Le insidie del commodity trading
Entriamo nel nocciolo della questione e parliamo delle insidie, dei rischi strutturali. Nel commodity trading non mancano di certo, soprattutto per chi è agli inizi. Alcuni rischi sono comuni ad altre forme di trading, ma altri sono peculiari delle materie prime. Ma ecco le più rilevanti.
Volatilità estrema
La prima insidia è rappresentata dalla forte volatilità. Le materie prime possono registrare oscillazioni molto ampie anche in tempi brevi. Le cause sono molteplici: eventi geopolitici, condizioni climatiche, decisioni OPEC, rapporti USDA, scioperi nei porti o variazioni nelle scorte.
La volatilità può generare ampi profitti, ma anche perdite repentine. Per affrontarla è fondamentale calibrare l’esposizione e utilizzare strumenti come lo stop loss in modo rigoroso. La gestione del rischio deve essere una priorità, soprattutto nei mercati con leva finanziaria.
Effetto leva sottovalutato
Molti principianti si avvicinano al commodity trading utilizzando strumenti derivati come i CFD o i futures. Entrambi consentono di operare con una leva elevata. Questo significa che piccoli movimenti del prezzo sottostante possono generare guadagni o perdite molto superiori al capitale investito.
L’errore più comune consiste nel sovrastimare le proprie capacità e operare con leve troppo aggressive. Per ridurre il rischio è preferibile iniziare con leve basse, magari su asset meno volatili, e adottare una strategia di crescita graduale.
Analisi fondamentale più complessa del normale
L’analisi fondamentale delle commodity richiede competenze specifiche. A differenza del mercato azionario, dove è possibile analizzare bilanci, settori e KPI aziendali, nel commodity trading occorre interpretare dati sui raccolti, scorte, estrazioni, decisioni politiche e normative internazionali.
Molti trader principianti trascurano questi aspetti e si affidano solo all’analisi tecnica.

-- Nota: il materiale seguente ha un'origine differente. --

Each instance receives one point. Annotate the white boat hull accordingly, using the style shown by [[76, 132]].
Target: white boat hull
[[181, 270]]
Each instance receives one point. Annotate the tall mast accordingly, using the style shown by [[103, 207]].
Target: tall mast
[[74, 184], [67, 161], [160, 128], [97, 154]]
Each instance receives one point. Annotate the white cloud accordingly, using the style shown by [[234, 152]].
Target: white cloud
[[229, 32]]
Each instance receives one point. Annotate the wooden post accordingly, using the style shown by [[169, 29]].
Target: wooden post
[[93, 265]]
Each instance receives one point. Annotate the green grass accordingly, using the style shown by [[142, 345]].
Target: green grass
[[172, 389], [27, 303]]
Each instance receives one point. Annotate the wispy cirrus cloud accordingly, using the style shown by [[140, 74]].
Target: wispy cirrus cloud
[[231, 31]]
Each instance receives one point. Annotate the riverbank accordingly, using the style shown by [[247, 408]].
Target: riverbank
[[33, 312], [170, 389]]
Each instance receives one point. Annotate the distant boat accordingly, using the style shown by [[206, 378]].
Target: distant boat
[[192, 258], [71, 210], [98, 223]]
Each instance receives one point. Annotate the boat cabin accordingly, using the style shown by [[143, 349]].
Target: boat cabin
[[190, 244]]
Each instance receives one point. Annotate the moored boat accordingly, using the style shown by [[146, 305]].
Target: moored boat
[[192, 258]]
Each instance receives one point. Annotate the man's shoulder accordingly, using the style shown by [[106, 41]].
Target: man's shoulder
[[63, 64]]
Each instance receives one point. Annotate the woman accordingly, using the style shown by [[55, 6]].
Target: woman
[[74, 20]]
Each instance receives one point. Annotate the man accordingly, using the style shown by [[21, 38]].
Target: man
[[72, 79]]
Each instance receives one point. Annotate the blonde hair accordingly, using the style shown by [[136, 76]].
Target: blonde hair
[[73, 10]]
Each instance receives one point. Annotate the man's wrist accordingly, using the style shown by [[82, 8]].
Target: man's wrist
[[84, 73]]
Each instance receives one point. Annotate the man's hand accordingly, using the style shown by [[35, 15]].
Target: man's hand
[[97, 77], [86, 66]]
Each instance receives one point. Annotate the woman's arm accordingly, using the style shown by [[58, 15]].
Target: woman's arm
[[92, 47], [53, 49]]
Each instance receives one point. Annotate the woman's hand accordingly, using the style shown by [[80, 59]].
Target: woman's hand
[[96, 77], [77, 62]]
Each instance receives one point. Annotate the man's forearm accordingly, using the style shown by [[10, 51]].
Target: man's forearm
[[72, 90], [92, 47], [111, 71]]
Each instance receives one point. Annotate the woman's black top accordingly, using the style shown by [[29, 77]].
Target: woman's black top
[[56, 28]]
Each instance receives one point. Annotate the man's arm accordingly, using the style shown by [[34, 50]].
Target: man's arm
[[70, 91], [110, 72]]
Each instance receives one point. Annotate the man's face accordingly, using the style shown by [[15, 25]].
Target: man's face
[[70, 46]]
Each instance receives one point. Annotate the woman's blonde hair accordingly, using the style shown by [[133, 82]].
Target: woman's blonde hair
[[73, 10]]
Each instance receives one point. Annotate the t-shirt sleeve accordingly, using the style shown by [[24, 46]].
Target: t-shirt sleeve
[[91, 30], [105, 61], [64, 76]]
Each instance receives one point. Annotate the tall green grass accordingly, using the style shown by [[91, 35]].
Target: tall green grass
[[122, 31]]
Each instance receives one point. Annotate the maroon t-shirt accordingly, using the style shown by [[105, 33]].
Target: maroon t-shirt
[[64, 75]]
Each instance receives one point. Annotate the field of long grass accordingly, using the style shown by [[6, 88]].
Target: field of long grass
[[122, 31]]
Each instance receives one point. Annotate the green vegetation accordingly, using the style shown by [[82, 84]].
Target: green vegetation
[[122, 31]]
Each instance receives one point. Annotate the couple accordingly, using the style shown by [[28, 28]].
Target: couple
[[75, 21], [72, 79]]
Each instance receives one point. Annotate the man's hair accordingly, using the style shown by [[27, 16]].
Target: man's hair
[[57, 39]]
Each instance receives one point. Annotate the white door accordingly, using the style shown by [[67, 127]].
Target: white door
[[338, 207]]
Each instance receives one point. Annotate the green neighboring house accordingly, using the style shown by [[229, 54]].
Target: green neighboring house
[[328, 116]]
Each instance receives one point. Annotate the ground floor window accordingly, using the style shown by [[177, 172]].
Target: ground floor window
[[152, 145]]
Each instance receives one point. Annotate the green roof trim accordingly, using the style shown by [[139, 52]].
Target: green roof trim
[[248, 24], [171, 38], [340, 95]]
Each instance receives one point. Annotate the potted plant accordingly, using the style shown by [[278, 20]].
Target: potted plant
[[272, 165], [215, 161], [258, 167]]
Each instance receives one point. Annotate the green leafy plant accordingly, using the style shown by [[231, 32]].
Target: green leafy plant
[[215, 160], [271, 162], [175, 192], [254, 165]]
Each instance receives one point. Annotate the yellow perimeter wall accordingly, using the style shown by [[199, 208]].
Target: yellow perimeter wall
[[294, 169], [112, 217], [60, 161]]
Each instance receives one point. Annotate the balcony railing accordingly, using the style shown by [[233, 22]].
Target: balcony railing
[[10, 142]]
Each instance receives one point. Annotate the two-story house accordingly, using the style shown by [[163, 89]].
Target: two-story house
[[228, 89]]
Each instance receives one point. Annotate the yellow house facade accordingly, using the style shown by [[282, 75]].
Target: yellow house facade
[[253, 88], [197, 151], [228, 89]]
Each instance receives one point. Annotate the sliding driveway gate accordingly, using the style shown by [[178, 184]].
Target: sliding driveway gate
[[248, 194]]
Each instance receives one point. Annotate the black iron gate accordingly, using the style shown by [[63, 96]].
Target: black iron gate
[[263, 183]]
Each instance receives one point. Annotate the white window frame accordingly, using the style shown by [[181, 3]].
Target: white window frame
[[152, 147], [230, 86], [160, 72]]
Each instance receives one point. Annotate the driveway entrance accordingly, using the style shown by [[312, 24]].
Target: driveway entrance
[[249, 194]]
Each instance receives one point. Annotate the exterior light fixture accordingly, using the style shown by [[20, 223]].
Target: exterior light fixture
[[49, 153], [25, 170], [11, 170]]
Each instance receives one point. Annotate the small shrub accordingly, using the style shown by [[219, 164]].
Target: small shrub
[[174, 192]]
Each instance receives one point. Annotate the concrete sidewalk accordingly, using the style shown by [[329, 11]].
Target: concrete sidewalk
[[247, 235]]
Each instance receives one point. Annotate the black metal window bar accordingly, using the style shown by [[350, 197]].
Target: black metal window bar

In realtà, una strategia efficace richiede la combinazione di entrambe le analisi. Per colmare questa lacuna è consigliabile seguire report settoriali, fonti ufficiali come EIA, OPEC, USDA, oltre a corsi di formazione dedicati.
Eccessiva esposizione su una singola commodity
Un altro errore comune è la concentrazione del capitale su un’unica materia prima, scelta spesso in base alla popolarità del momento (come l’oro nei periodi di incertezza o il petrolio in fase di crescita economica).
L’esposizione su un solo asset amplifica il rischio specifico e può compromettere la stabilità del portafoglio. Il modo più semplice per affrontare questo rischio è la diversificazione, anche tra soft e hard commodity. È possibile inoltre includere asset decorrelati come indici o valute per bilanciare la volatilità.
Qualche consiglio psicologico
Operare nel commodity trading richiede una certa solidità mentale. Le insidie di cui abbiamo parlato possono mettere sotto pressione anche i trader più preparati. Per questa ragione è importante adottare un approccio psicologico orientato alla lucidità e al controllo.
Prima di tutto, occorre accettare che la perdita fa parte del processo. Non esiste strategia che garantisca il successo in ogni operazione. Ciò che conta è la coerenza nel tempo e la disciplina nella gestione del rischio.
È fondamentale inoltre evitare le decisioni impulsive. I mercati delle materie prime sono spesso soggetti a reazioni emotive da parte dei partecipanti. Chi riesce a mantenere la calma ha un vantaggio competitivo.
Infine, è bene ridurre l’esposizione nei periodi di stress personale o scarso focus. Il commodity trading richiede presenza mentale e capacità di analisi. A volte, la cosa migliore da fare è… non fare niente.